L’auteure rencontre un très large public scolaire, en France et parfois très loin. On apprend dans les remerciements qu’elle est allée l’an dernier jusqu’à Mexico. C’est ce qui lui permet d’être si proche de la pensée des jeunes. Bien sur ses enfants lui donnent aussi un éclairage, d’autant qu’ils sont trois, avec un fort écart d’âge, et donc de regard sur le monde. Sa dernière, Constance, est (c’est elle qui le dit) son éclaireuse en ce XXI° siècle, si fragile et si passionnant.
On sent l’écrivaine derrière plusieurs personnages. En particulier Ella, est une jeune fille harcelée par ses camarades de classe parce qu’elle avait une allure garçonne, et à qui elle fait gagner le concours Je bouquine … comme elle au début de sa carrière.
Elle avait été bien inspirée de faire figurer le mot "fils" dans le titre parce que cette saga est transgénérationnelle. Le terme s’écrivant à l’identique au singulier comme au pluriel, on comprend qu’il puisse s’étendre à tous les garçons que le psychologue soutient au-delà de la famille qu’il recompose.
Peut-être que ce qui est différent dans ce dernier tomme c’est la volonté de l’auteure de faire passer un message vraiment positif à travers un personnage jusque-là en demi-teinte, l’enseignante Mme Dumayet qui va initier ses à la philosophie. A propos du bonheur j’ai retenu la sagesse de Noam : le bonheur, c’est de faire des erreurs et de réussir après, là où on a fait des erreurs (p. 158) et la formule de Lazare, digne fils de Sauveur, le bonheur, c’est de donner un sens à sa vie. Le psychologue a une formule un peu différente : c’est savoir quoi faire de son malheur.

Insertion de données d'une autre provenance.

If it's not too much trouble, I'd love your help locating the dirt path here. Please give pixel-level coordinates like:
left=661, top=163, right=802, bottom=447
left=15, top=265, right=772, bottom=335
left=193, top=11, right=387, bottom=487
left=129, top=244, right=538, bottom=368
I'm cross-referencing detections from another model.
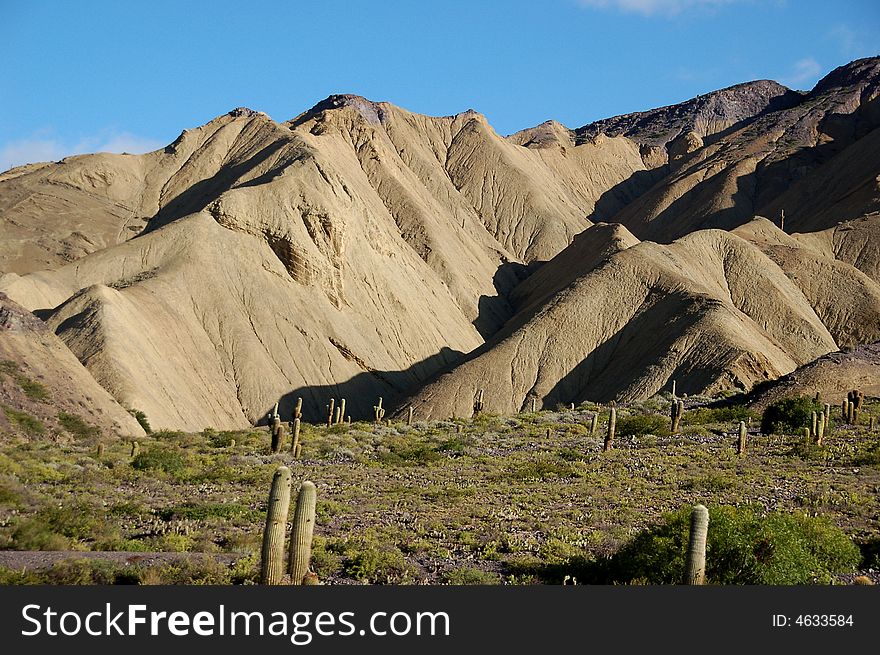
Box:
left=0, top=550, right=243, bottom=571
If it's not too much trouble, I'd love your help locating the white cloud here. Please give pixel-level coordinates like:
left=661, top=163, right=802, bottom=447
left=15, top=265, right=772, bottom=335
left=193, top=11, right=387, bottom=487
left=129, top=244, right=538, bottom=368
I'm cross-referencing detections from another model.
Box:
left=578, top=0, right=742, bottom=16
left=828, top=23, right=876, bottom=58
left=781, top=57, right=822, bottom=89
left=0, top=130, right=165, bottom=172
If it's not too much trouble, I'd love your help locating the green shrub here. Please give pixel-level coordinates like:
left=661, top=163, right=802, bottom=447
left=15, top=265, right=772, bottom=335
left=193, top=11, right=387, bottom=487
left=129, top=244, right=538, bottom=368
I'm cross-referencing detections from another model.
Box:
left=131, top=446, right=186, bottom=474
left=761, top=396, right=824, bottom=434
left=3, top=407, right=46, bottom=437
left=128, top=409, right=153, bottom=434
left=616, top=414, right=670, bottom=437
left=58, top=412, right=98, bottom=437
left=611, top=507, right=860, bottom=585
left=329, top=534, right=409, bottom=584
left=853, top=439, right=880, bottom=466
left=442, top=567, right=499, bottom=585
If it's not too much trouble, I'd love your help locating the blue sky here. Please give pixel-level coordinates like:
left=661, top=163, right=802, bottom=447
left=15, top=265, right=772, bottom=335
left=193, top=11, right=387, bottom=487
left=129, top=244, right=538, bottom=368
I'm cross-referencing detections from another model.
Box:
left=0, top=0, right=880, bottom=170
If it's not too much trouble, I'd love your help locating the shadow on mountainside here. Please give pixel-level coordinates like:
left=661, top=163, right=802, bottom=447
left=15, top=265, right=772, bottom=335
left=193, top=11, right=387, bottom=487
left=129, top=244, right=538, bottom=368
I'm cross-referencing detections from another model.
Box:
left=544, top=293, right=718, bottom=408
left=141, top=139, right=288, bottom=234
left=274, top=346, right=464, bottom=425
left=472, top=262, right=536, bottom=341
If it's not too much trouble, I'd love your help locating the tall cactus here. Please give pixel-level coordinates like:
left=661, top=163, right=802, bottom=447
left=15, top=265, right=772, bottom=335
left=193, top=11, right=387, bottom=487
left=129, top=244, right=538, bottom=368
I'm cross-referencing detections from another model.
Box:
left=474, top=389, right=485, bottom=416
left=684, top=505, right=709, bottom=585
left=603, top=407, right=617, bottom=453
left=289, top=480, right=316, bottom=584
left=290, top=417, right=302, bottom=457
left=260, top=466, right=291, bottom=585
left=672, top=400, right=684, bottom=434
left=271, top=415, right=284, bottom=453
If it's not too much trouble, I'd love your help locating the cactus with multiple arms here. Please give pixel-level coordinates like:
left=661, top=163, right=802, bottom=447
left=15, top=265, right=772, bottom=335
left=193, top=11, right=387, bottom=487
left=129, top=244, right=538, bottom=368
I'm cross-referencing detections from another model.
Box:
left=288, top=481, right=316, bottom=585
left=603, top=407, right=617, bottom=452
left=736, top=421, right=748, bottom=455
left=260, top=466, right=291, bottom=585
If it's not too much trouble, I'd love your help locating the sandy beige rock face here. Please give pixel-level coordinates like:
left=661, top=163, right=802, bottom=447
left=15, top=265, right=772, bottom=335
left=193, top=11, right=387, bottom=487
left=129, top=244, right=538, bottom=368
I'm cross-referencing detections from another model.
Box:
left=0, top=59, right=880, bottom=430
left=0, top=293, right=144, bottom=437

Ella déclame un texte qui parle lui aussi de cet état : Et pourtant je vous dis que le bonheur existe/ ailleurs que dans le rêve ailleurs que dans les nues / terre terre voici ses rades inconnues. (p. 232)

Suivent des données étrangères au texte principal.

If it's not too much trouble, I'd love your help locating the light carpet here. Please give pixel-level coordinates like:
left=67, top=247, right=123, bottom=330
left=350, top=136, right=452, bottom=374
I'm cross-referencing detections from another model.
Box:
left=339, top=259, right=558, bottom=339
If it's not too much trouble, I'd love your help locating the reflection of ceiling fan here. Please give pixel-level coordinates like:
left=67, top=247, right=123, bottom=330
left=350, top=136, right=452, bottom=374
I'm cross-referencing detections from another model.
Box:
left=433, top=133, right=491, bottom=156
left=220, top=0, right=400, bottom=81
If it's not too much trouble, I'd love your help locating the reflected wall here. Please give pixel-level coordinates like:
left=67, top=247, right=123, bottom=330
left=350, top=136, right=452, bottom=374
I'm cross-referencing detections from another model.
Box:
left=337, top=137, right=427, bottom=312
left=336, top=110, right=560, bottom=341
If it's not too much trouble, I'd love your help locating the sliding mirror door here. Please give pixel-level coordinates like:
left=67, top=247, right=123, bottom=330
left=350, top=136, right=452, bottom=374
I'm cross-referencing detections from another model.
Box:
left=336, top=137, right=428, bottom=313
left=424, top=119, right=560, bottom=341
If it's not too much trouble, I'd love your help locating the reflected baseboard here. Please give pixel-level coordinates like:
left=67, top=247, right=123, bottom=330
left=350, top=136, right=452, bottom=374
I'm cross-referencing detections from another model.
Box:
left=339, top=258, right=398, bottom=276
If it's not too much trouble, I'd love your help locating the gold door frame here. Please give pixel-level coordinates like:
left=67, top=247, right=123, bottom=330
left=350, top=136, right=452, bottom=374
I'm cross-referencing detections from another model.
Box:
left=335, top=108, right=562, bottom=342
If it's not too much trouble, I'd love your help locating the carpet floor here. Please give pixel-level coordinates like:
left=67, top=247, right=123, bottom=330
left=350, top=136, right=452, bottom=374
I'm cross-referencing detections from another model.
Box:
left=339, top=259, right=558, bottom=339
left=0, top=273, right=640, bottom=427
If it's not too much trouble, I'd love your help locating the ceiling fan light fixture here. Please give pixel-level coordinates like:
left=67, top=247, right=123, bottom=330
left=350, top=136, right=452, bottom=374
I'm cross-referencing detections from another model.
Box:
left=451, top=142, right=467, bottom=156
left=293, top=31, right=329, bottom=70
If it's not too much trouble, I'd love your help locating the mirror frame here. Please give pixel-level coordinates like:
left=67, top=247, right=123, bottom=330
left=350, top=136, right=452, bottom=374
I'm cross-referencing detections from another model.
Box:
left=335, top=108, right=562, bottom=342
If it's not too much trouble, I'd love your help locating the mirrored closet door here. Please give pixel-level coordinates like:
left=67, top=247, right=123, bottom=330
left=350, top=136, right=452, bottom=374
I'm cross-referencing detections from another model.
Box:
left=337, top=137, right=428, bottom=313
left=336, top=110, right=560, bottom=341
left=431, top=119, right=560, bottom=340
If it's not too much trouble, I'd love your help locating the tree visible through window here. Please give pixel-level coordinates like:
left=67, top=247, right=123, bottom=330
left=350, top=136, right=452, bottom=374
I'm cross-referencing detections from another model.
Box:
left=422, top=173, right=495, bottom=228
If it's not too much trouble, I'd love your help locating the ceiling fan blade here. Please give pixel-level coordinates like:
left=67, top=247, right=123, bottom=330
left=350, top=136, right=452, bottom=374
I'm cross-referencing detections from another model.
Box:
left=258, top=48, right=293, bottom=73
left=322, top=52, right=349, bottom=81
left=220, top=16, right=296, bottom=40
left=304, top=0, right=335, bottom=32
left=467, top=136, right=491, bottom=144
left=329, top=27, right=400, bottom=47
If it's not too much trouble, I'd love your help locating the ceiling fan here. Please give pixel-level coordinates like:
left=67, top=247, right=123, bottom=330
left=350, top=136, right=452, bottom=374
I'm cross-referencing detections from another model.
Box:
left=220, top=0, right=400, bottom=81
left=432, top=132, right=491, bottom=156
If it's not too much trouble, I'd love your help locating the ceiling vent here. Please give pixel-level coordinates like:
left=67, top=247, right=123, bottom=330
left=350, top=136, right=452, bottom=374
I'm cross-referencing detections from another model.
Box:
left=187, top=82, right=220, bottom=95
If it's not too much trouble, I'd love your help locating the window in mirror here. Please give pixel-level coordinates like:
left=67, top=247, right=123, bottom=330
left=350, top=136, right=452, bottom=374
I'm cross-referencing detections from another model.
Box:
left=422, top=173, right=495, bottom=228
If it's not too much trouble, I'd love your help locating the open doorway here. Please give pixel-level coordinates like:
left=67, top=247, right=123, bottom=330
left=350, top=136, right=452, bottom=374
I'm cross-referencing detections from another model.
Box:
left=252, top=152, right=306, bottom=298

A peine ai-je lu les premiers mots que j’entends la voix chaude de Jean Ferrat chantant Louis Aragon. La référence au Roman inachevé aurait mérité une note de bas de page pour ceux qui voudrait en savoir plus sur ce si beau texte. La mention en remerciements est peu explicite.

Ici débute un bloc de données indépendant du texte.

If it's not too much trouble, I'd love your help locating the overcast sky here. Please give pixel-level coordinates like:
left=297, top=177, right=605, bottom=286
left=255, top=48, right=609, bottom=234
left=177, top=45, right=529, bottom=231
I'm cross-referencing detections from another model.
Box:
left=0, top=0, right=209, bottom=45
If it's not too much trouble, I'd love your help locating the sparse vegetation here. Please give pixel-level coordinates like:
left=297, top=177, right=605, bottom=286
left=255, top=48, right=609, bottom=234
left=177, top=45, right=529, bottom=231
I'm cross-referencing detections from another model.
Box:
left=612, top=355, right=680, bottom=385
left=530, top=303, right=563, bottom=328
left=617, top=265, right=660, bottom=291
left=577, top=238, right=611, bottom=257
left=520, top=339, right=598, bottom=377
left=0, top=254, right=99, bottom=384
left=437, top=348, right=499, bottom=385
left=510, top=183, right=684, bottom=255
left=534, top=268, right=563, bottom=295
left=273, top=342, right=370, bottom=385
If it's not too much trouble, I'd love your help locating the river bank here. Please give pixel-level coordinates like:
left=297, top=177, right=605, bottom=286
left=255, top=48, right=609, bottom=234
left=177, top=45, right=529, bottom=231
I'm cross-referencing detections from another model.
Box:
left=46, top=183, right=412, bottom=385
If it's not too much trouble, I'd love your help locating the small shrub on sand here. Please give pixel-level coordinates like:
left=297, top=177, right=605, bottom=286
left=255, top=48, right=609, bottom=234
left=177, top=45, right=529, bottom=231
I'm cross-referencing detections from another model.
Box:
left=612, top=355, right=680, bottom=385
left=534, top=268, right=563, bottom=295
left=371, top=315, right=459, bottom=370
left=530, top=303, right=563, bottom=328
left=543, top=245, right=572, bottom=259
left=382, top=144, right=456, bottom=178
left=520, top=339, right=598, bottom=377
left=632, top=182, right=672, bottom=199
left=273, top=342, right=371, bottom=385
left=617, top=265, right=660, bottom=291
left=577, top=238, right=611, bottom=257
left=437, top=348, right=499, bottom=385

C’est sur cette quête que Marie-Aude Murail achève la série. La famille est en bonne voie, … malgré les complications à venir, les larmes et les soucis qui ne manqueront sans doute pas d’advenir.
Je recommande particulièrement la lecture de la saga en famille, et tout autant d’en discuter ensuite. Espérons que les enfants-lecteurs s’en porteront le mieux possible.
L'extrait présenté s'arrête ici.